Eustace, a lawyer, and instructing solicitor in one of the two petitions, said she could not accept the Form 16 documents presented to the court as the same that she had seen at the final count.
A Form 16 is used to record the number of ballots issued to a polling station, as well as the tally of the number of ballots cast, rejected, spoilt, etc.
She said she could not accept those from CLA, CLB, CLB1, CLC, CLD, CLD1, CLE1, CLF, CLG, and CLI.
Eustace accepted the Form 16 from CLA1, CLE, CLF1, and CLH as those she had seen on the day of the final count.
She said that in each case, it appeared that there was a difference in the number of the names on the list of electors and that in each case, it appears that the number was scratched out and rewritten.
She, however, said that “generally”, there was no case where the polling agents recorded a number different from that of the presiding officer.
Eustace said she was present at the final count of the election in Central Leeward.
She said she was there as the representative of Benjamin Exeter, the main opposition New Democratic Party’s (NDLP) candidate in that constituency.
Exeter has brought the petition challenging the announced victory of the Unity Labour Party’s (ULP) Sir Louis Straker in that district.

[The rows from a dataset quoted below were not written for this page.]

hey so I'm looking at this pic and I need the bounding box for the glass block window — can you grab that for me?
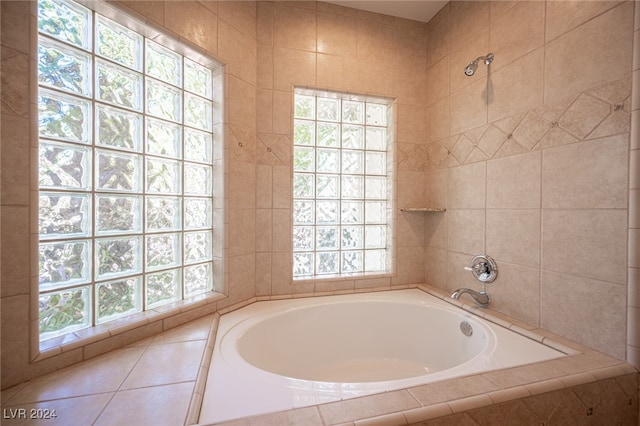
[293,89,393,279]
[37,0,221,342]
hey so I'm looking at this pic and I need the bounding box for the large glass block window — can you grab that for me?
[293,89,393,279]
[37,0,221,342]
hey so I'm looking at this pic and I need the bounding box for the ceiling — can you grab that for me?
[325,1,448,23]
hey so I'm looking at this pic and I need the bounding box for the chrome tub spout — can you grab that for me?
[451,288,490,307]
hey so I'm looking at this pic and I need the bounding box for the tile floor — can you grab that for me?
[1,315,214,426]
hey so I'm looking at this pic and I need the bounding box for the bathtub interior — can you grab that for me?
[235,301,491,382]
[199,289,566,424]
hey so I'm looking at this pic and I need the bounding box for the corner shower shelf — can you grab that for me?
[400,208,446,212]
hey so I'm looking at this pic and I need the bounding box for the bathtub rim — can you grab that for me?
[187,284,635,426]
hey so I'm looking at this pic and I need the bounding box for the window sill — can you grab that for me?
[293,271,394,283]
[36,291,226,362]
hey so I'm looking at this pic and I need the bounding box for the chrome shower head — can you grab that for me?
[464,53,494,77]
[464,62,477,76]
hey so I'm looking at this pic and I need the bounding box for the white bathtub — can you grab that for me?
[199,289,566,424]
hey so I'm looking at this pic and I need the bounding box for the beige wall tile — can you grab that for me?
[630,228,640,269]
[273,3,316,51]
[487,209,541,268]
[546,1,624,42]
[272,164,292,209]
[427,3,450,68]
[425,168,448,209]
[424,247,447,289]
[490,1,544,70]
[488,261,540,326]
[633,190,640,228]
[393,23,427,60]
[486,151,541,209]
[256,165,272,208]
[542,209,627,284]
[164,2,218,55]
[272,208,291,253]
[317,11,357,56]
[256,89,273,132]
[229,208,255,256]
[541,270,627,359]
[218,19,257,85]
[272,89,292,135]
[228,160,255,209]
[631,149,640,189]
[628,306,640,347]
[397,171,426,208]
[218,1,257,39]
[425,211,447,250]
[356,58,393,95]
[449,1,489,93]
[227,253,257,303]
[316,53,359,92]
[629,267,640,308]
[393,56,428,106]
[256,1,273,46]
[448,162,485,209]
[112,1,165,25]
[255,209,272,252]
[356,19,395,63]
[489,48,544,123]
[544,2,634,104]
[396,213,425,248]
[255,252,272,296]
[273,47,316,91]
[1,1,31,53]
[392,246,425,285]
[1,48,30,118]
[397,104,427,144]
[450,78,488,135]
[559,94,612,139]
[426,98,450,142]
[426,57,450,104]
[447,209,485,255]
[542,135,628,209]
[227,76,257,129]
[1,206,30,297]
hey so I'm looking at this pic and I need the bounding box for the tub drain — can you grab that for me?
[460,321,473,337]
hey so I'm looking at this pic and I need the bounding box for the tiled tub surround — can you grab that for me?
[1,285,637,426]
[200,288,566,424]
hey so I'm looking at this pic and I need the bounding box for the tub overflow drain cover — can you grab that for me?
[460,321,473,337]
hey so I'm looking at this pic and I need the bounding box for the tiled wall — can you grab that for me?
[1,0,638,390]
[629,0,640,367]
[423,1,635,362]
[254,1,431,295]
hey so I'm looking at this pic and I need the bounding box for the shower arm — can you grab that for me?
[473,53,494,66]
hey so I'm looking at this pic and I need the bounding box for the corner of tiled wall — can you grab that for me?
[628,0,640,369]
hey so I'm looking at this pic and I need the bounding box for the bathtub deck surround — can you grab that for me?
[200,288,566,424]
[4,284,635,426]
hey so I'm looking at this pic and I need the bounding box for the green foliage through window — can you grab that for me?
[37,0,219,342]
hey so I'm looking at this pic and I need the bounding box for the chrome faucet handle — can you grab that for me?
[465,255,498,283]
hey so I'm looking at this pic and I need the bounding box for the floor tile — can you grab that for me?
[120,340,206,389]
[1,393,113,426]
[7,347,145,404]
[93,382,193,426]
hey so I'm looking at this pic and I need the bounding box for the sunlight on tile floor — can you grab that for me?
[1,315,214,426]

At the beginning of her testimony, Eustace tendered her witness statement as her evidence in her case, paving the way for cross examination by Senior Counsel, Douglas Mendes, a Trinidadian lawyer who is lead counsel for the government in the consolidated election cases.

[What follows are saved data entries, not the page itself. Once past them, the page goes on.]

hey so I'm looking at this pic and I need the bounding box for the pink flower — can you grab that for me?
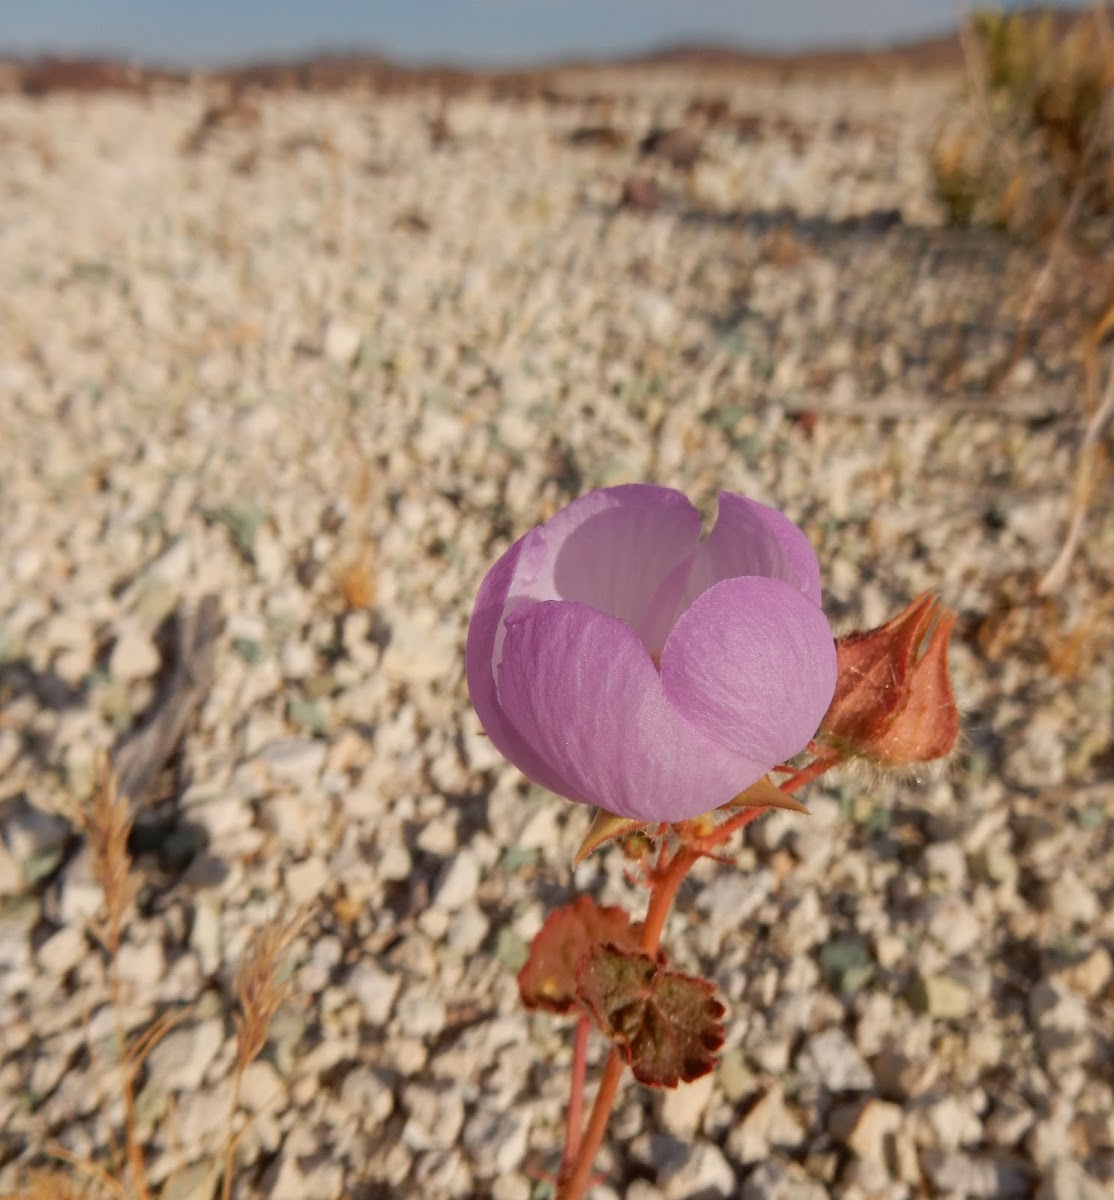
[466,485,837,823]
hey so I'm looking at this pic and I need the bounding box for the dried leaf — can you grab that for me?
[517,895,643,1015]
[576,945,725,1087]
[573,808,653,866]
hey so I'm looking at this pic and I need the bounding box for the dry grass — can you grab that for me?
[8,761,306,1200]
[933,6,1114,242]
[331,462,379,612]
[74,761,137,960]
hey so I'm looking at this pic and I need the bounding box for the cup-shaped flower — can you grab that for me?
[819,592,959,766]
[466,485,838,823]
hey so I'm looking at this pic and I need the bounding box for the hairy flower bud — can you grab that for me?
[819,592,959,766]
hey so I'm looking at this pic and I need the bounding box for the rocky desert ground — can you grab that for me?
[0,56,1112,1200]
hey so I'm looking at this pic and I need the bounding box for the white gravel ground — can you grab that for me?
[0,67,1112,1200]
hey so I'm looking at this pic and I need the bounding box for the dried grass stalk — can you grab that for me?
[77,759,137,959]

The NDP’s Lauron “Sharer” Baptiste has also filed a petition challenging the election of Montgomery Daniel in North Windward.
During the cross examination, Eustace said that for the 2015 election, she was a member of the national campaign committee of the NDP.
However, on election day, her named role was that of a roving polling agent for Exeter and to give support to other agents when it was needed.
Eustace said she is the daughter of then NDP leader, Arnhim Eustace, and that the candidates, not the campaign committee, appointed the agents to attend the various polling stations.
Those agents were required to carry with them notebooks, Eustace said, adding that she participated in training sessions where agents were advised to note any objections, any salient information, about the vote and the count on election day.
That information included objections, and incapacitated voters who needed assistance.
The session she attended also advised agents to note any disagreement with the count arrived at on election night.
The witness told the court that her understanding
is that tally sheets were provided by the election officers at the count.
She said that while she did not use a tally sheet, she knows they are used to make a contemporaneous record of the votes as they are counted in the preliminary count.
Eustace said she couldn’t recall whether agents were instructed to hand over their notebooks and tally sheets to the NDP after the election.
Eustace is one of the instructing attorneys in Exeter’s petition. She said she took charge of the preparation of the bundle of documents agreed and documents not agreed.
Among the documents she included are the notebooks of the polling agents and their tally sheets.
From the notebooks and the tally sheets, it would have been possible, if the documents had been consulted, for the NDP or herself, to determine the results of the “purported count” at each of the polling stations, the witness told the court.
“Are you saying that the count done by your agents are purported counts?” Mendes asked.
“I am not saying that. I was not there. I am not casting any aspersions on the agents,” Eustace responded.
“Are you casting aspersions on the count?” the lawyer replied.
“I was not there. That is why I used the word ‘purported’,” Eustace explained, adding that it is not within her purview to say whether the count by anyone present is correct.
Eustace, however, said that she had perused the tally sheet and the tally, and “generally” they seem to correspond.
“Whenever, us lawyers use the word generally, it means there is an exception. Was there and exception?” Mendes asked.
“I don’t say that as a lawyer. I say that as a person who is trying to recall,” the witness replied.
She told the court that she has seen the statement of the polls, except for polling station CL1, adding that she was “very briefly” provided with the statements and was “hurriedly” able to take notes.
“I was not permitted a sufficient period of time to record all of the information on the Form 16 statements when they were shown to me,” Eustace said.
“But you did take notes on that day at the final count?” Mendes asked.
Mendes, however, noted that on some of the form 16s, Eustace had made other notes regarding other things that were happening at the time.
He asked if she was shown all of the form 16s at once or whether she was shown them as the boxes were being opened.
Her recollection was that at various points she had to ask for particular form 16s, Eustace said.
She, however, told the court she did not recall whether that is because the forms were not provided at the point of opening the box or whether in the process of opening the box, some of the forms might have been skipped.
She also did not recall whether she was given all of the forms at once.
The cross-examination of Eustace continues.
The court began hearing the oral evidence amidst concerns by lead counsel for the petitioner, Queens Counsel Stanley “Stalky” John about the size of the NIS Conference Room, where the trial is taking place.
Acting high court judge, Justice Stanley John, a Trinidadian, is presiding.